The following financial support is gratefully acknowledged: the Centre National de la Recherche Scientifique and Sorbonne University for annual funding to UMR7141; the Agence National de la Recherche for (a) “ChloroMitoRAMP” ANR grant (ANR-19-CE13-0009) and (b) “LabEx Dynamo” (ANR-LABX-011), both of which provided postdoctoral support to ODC, and (c) “MATHTEST” grant (ANR-18-CE13-0027) which provided doctoral support to CG; finally, the Fondation Edmond Rothschild which provided complementary financial support to ODC and CG. The funders had no role in the design of the study; in the collection, analyses, or interpretation of data; in the writing of the manuscript, or in the decision to publish the results.
Footnotes
We made changes in previous figures 2, 3, 4 and 6 and corresponding captions, and interchanged the order of figures 5 and 6. We adapted corresponding parts in the Results section (lines 138-150, 163-170, 187-197, 208-221, 223-227, 230- 245, 253-258, 265-268, 271-274, 287-333, 335-345), and we moved most of the in silico analysis into supplementary text.
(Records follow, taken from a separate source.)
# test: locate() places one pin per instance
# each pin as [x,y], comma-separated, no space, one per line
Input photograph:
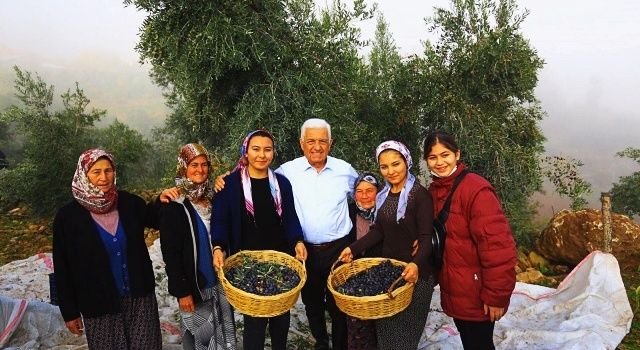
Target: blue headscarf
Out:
[404,193]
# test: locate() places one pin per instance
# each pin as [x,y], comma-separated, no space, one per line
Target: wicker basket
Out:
[368,307]
[261,305]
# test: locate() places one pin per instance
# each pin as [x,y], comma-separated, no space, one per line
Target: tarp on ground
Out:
[589,310]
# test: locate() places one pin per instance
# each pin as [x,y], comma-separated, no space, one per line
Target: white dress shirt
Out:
[321,197]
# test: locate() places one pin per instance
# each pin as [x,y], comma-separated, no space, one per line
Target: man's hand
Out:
[75,326]
[219,183]
[410,273]
[495,313]
[346,255]
[414,248]
[301,251]
[169,194]
[186,304]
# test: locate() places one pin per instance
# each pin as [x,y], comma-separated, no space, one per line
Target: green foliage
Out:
[52,143]
[129,150]
[477,82]
[230,67]
[236,66]
[625,193]
[564,175]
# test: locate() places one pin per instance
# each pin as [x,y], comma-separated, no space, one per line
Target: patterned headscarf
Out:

Furthermore, we altered parts of the Discussion section (lines 369-379, 381-408, 487- 18th of November 2022 489) and the Abstract (lines 33-36) to more clearly emphasize the novelty of our contributions to the field of organelle targeting. Finally, we improved the quantification of Venus localization in our imaging approach, adding a new supplementary figure (now figure S2), corresponding supplementary text, a corresponding Materials and Methods paragraph (lines 545-559) a new supplementary table (Table S3) and modified Fig. S3 to S20 related to quantification analysis. The latter changes represented a significant research effort, for which we benefited from the input of Chris O Law, who is now co-author of our revised version. We updated author contributions to reflect this. We have also updated the data availability statement, reflecting the fact that we have made our plasmids and relevant strains available to the community through the Chlamydomonas resource centre.